Stichtag

1. Juni 1980 - ARD und ZDF starten den Videotext

Was haben Rubiks Zauberwürfel und Rollerblades, Post-It-Haftzettel und Airbags gemeinsam? Sie alle kamen vor 35 Jahren auf den Markt und sind heute ebenso Teil unseres Alltags wie eine weitere Neuheit des Jahres 1980: der Videotext.

Per Tastendruck auf der Fernbedienung jederzeit auf dem aktuellsten Stand sein, das bietet der programmbegleitende Infodienst, mit dem ARD und ZDF am 1. Juni 1980 testweise auf Sendung gehen. Kein Nachrichtenmedium informiert so schnell in Kürze über weltweite Ereignisse wie der Videotext - ohne dabei vom Fernseher auf ein anderes Medium wechseln zu müssen. "Einfach einschalten und es ist da", bringt ARD-Text-Redakteur Joachim Kotelmann die Sache auf den Punkt.

Eine Entdeckung der BBC

Möglich wird der neue Teletext-Service durch die so genannte Austastlücke. Ein analoges Fernsehbild setzt sich aus 625 Zeilen zusammen, für die Übertragung der Sendesignale sind jedoch nur 576 erforderlich. Mitte der 1970er Jahre entwickeln Techniker der britischen BBC eine Maschine, um in den ungenutzten Zeilen Untertitel für Gehörlose zu senden. "Als das Gerät fertig war", berichtet der Teletext-Pionier Colin McIntyre, "stellten unsere Bosse fest: Mit diesem Untertitel-Ding lässt sich ja ein ganzer Nachrichten- und Informationsdienst bestücken." Das ist die Geburtsstunde des Teletextes.
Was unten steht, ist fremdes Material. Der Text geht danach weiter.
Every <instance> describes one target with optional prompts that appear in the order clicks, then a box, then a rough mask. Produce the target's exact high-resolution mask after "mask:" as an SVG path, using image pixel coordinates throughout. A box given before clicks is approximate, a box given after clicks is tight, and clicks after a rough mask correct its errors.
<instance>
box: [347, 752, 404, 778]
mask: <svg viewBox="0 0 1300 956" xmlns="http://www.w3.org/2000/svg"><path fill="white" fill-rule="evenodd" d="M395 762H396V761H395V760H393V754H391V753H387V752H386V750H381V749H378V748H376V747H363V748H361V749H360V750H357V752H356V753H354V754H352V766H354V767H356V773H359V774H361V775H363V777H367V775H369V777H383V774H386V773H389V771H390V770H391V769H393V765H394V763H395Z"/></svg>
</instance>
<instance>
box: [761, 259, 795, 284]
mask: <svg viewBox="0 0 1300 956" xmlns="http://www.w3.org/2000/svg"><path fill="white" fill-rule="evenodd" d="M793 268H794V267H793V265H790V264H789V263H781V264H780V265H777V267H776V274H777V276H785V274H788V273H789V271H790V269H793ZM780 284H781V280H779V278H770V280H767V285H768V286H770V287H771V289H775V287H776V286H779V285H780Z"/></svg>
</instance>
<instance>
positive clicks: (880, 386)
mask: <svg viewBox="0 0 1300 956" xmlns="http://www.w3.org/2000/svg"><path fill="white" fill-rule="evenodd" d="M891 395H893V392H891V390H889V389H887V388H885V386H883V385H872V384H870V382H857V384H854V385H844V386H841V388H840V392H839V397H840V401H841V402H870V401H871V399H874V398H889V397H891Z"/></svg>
Beim Start 1980 in der Bundesrepublik verfügen nur etwa 70.000 Haushalte über ein teletextfähiges Fernsehgerät oder den erforderlichen Decoder. Die übrigen lernen das neue Medium durch die Sendung "Videotext für alle" kennen, die ausgewählte Texttafeln wie eine Bildschirmzeitung präsentiert. Die Zahl der Videotext-Nutzer wächst rasant, weil immer mehr TV-Geräte mit eingebautem Decoder angeboten werden. 35 Jahre nach der Einführung "können 99,9 Prozent aller Fernsehgeräte Videotext empfangen", erklärt Frauke Langguth, Leiterin der ARD-Text-Redaktion. "Es gibt nur wenige Technologien, die sich auf so breitem Niveau durchgesetzt haben."

Der Oldie wird mobil

Im Laufe der 80er-Jahre gehen der WDR, BR , NDR und weitere Landesanstalten der ARD mit regional orientierten Videotext-Auftritten auf Sendung. Seit Anfang 2000 bieten auch die langjährigen Partner ARD und ZDF ihre Teletexte unabhängig voneinander an. An der schlichten, klobigen Pixel-Optik, den wie aus Lego gebauten Grafiken und den wenigen Farben hat sich in all den Jahren nicht viel geändert. Eingefleischte Videotext-Nutzer – und das sind allein bei der ARD täglich über elf Millionen - schätzen gerade die Reduzierung auf das Wesentliche, wenn sie die neuesten Schlagzeilen und Sportergebnisse erfahren oder die Abflugzeit ihres Ferienfliegers checken wollen.

Aller Nostalgie im Erscheinungsbild zum Trotz: Der oft totgesagte Oldie ist für die crossmediale Ära bestens gerüstet. Videotext gibt es längst auch online und damit auf dem Smartphone. Per Teletwitter können Zuschauer bestimmte Sendungen live kommentieren und HbbTV  liefert die nächste, modernere Videotext-Generation für internetfähige Fernseher. Was bleibt, ist die seriöse, laufend aktualisierte Information. Und das Interesse an kurzen Texten ist groß, weiß Frauke Langguth. Deshalb macht sich die ARD-Text-Chefin um die Zukunft des Mediums keine Sorgen: "Es wird durchaus geschätzt, wenn man präzise und knapp formuliert."